A mentally disturbed man originally intended to kill only himself, but as his rage grew, he took three hostages. With the unstable aggressor intent on killing his captives, an Army chaplain only had a moment to take action and stop him after the machete was raised.
Army Captain and Chaplain Matthew Christensen has been described as “a soldier’s chaplain.” This month, he was awarded the Soldier’s Medal for providing more than just the normal “spiritual care and counseling” that is normally associated with the chaplaincy.
While servicing in Wainwright, Alaska, in 2015, Christensen went to a soldier’s house to provide counseling. He found the man drunk, suicidal, and becoming increasingly hostile.
“He declared that he had three hostages and that he was going to kill all of us that night to get back at his family,” Christensen told reporters. He described the soldier’s state of mind, saying, “the soldier I restrained that night was abused by his own father. He blamed his mother and grandparents for knowing what was happening and never stepping in and stopping the abuse.” [Source: Daily Caller]

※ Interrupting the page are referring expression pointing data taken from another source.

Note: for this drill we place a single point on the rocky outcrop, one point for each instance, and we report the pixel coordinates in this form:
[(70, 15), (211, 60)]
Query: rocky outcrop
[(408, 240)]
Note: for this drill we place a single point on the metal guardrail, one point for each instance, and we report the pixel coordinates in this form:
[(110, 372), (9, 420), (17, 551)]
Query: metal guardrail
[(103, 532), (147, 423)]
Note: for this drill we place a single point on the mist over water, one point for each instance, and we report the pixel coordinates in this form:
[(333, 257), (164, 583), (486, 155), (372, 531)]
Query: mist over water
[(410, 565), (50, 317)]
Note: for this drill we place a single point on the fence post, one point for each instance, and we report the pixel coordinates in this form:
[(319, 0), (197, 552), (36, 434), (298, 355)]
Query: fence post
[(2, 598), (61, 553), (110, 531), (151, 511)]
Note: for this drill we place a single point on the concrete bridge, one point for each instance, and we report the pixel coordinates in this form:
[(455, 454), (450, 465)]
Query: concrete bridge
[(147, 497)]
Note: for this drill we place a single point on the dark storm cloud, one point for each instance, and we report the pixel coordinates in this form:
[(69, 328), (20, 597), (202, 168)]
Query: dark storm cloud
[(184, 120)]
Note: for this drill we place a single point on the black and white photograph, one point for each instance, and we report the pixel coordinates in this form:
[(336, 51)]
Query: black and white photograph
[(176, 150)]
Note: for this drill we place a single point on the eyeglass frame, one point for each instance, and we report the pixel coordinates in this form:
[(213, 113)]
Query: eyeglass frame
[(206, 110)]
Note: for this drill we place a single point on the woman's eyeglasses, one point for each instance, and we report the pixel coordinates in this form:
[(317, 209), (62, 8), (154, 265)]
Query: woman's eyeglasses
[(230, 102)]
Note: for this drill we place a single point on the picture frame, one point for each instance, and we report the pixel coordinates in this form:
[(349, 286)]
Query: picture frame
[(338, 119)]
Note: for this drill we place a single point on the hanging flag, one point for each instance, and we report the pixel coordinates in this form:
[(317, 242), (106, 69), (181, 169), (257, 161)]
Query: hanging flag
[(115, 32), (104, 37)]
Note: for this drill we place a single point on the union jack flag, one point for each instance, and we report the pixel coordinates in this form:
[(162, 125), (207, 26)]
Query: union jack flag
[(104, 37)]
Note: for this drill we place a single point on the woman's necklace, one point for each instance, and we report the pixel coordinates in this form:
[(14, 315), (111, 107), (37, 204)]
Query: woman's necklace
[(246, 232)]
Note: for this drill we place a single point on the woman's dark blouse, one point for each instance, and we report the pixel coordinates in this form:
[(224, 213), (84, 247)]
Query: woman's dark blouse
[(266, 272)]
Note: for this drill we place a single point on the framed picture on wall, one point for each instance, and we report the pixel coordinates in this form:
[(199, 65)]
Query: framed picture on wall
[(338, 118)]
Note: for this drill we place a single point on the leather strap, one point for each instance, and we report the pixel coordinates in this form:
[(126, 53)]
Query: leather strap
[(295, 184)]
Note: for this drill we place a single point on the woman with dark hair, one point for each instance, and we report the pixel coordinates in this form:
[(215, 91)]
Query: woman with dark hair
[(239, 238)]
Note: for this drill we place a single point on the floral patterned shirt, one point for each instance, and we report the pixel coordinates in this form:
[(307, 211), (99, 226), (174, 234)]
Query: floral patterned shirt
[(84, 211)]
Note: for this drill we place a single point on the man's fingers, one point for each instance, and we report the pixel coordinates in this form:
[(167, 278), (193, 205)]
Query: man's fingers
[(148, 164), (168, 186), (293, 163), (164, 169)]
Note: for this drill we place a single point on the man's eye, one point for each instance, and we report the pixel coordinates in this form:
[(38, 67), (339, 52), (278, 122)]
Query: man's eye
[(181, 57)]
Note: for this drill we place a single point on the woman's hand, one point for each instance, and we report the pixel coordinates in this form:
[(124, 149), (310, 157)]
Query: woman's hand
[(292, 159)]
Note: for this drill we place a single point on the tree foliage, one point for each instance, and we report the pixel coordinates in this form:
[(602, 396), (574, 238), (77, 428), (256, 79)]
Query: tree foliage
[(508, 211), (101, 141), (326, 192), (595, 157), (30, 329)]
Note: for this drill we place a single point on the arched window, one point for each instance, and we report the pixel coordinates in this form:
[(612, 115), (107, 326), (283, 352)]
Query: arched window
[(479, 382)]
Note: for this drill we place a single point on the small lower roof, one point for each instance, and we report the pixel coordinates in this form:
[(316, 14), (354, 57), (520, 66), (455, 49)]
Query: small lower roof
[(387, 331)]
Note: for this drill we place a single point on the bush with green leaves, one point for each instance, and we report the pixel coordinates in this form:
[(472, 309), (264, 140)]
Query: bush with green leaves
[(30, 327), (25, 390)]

The troubled soldier raged on, eventually pinning one man to the wall with a machete. “There weren’t too many other options but to physically jump in and grab and restrain the soldier,” Christensen said.
Although “tackling a soldier isn’t a preferred counseling technique for a chaplain,” to borrow Christensen’s words, that is precisely what he did. The machete was about to fall on an innocent man, but Christensen’s fast moves prevented the tragedy.
Lieutenant Colonel Joel Newsom, Christensen’s battalion commander, stated, “What impressed me was Matt’s judgment and the fact that he waited until there were no other options until he physically restrained [the soldier] to prevent the loss of somebody else’s life.”
In the end, Captain Christensen was credited with saving the lives of two soldiers. His Soldier’s medal citation reads, “Chaplain Christensen had only a moment to react and risked his own life to save the life of another soldier. His efforts made a difference and ultimately saved two soldiers’ lives.”
The troubled soldier who committed the act was later court-martialed, though the Army provided him with the necessary counseling to start to improve.
As a man of God, Matt Christensen has spent his career supporting and counseling soldiers in harsh environments. He prays with them, listens to them, and offers the best guidance that he can. As his Soldier’s Medal proves, this is one chaplain who is also not afraid to get his hands dirty to save another soldier.